リィレンはシェラレラと再度意思を確認する。
「……わ、わかってる……わかってるわよ。シェラ、アタシ達でどうにか繋げよう、絶対に!」
「は、はい。足を引っ張ってしまわないか心配ですが」
「委縮しないの! とかく最初っから全力で……闘刃で一気にカタを付けるからね! 大丈夫、アンタもちゃんと強いんだから自信持ちなさい!」
「ハ、ハイ!」
それでも緊張で固い二人に、エンドは背中をバンバン叩く。
「今更ビビッてんなって! あいつに啖呵きったんだろ? 大丈夫、お前らなら絶対やれる! 俺が保証しといてやるよ!」
「根拠は……?」
「勘さ」
「勘って、あんたねぇ……」
「勘は大事だぞ、うむ」
リィレンはがっくりと肩を落とすが、エンドはわりと真剣だった。
勘というのは無意識下で経験から編み出した予測なのだと思っている為、彼からすれば、絶対ではないけれど充分当てにできるものさしの一つなのだ。

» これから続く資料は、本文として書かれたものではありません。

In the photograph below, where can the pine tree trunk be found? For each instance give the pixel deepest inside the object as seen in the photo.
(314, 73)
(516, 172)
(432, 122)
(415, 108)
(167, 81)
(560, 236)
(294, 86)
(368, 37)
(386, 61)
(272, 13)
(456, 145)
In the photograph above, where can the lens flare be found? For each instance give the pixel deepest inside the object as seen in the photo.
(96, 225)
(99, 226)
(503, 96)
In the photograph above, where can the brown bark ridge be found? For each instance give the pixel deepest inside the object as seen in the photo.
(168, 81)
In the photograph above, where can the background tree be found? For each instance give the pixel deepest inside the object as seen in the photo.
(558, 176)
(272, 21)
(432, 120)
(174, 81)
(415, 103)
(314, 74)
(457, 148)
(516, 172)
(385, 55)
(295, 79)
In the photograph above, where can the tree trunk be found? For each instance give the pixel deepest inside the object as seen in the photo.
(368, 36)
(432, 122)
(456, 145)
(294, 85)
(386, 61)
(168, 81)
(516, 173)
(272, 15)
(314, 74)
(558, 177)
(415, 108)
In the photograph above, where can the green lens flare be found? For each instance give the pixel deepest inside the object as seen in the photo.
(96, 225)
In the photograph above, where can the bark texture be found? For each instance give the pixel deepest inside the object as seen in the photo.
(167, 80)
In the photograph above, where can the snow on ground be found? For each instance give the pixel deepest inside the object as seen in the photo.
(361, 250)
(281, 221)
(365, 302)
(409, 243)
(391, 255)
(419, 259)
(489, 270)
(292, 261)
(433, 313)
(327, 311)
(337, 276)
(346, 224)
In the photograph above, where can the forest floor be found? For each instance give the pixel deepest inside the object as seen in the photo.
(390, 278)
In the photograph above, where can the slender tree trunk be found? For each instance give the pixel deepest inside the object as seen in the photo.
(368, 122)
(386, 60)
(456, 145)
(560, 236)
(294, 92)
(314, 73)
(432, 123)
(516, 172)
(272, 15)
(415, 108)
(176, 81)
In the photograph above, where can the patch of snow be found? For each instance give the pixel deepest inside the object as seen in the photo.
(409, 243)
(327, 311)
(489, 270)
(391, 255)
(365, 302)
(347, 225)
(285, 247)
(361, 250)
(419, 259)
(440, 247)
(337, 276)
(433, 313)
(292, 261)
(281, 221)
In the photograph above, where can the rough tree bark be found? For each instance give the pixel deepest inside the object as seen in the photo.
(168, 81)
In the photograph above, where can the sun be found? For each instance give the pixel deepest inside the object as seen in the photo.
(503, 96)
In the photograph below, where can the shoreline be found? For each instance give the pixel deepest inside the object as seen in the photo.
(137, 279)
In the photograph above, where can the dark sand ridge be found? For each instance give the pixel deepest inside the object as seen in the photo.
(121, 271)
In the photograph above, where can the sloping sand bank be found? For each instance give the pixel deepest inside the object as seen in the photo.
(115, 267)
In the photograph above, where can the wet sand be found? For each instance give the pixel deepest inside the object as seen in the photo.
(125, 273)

相手は未知数……とはいえ、見た限りではしっかりと実力を出し切れば、問題無く勝てる。
そんな思いを込めてエンドは二人を鼓舞する。
「ロスフェルドとかいう奴に、俺達が実力でここにいるってこと分からせてやろうぜ……まずは一勝。そしたら後は俺がバッチリ決めてやるからさ。頼んだぜ、二人とも」
「……フン、お前の出番は無い。とっとと場外で寝てろ」
「あんだと、この」
意地の張り合いを始めた二人に毒気を抜かれ、リィレンとシェラレラは微笑み合う。
『そろそろ第二試合が始まりますので、出場者は場内へ移動して下さい』
そんなところに運営委員が試合開始を伝えに来て、リィレンはシェラレラに拳を差し出し、今度はシェラレラもちゃんとそれに応えた。
拳がコツンと合わさる。
「よしっ! 不甲斐ない二人の分まで快勝して絶対に勝負を持ち越させるからそこで安心して見てなさい! シェラ、行こう!」
「が、頑張って来ます!」
天幕が開く。
目を刺す光や観客のざわめき、奥に陣取った対戦相手や観客からの重圧も今は忘れ、二人は胸を張って場内へと歩きだした。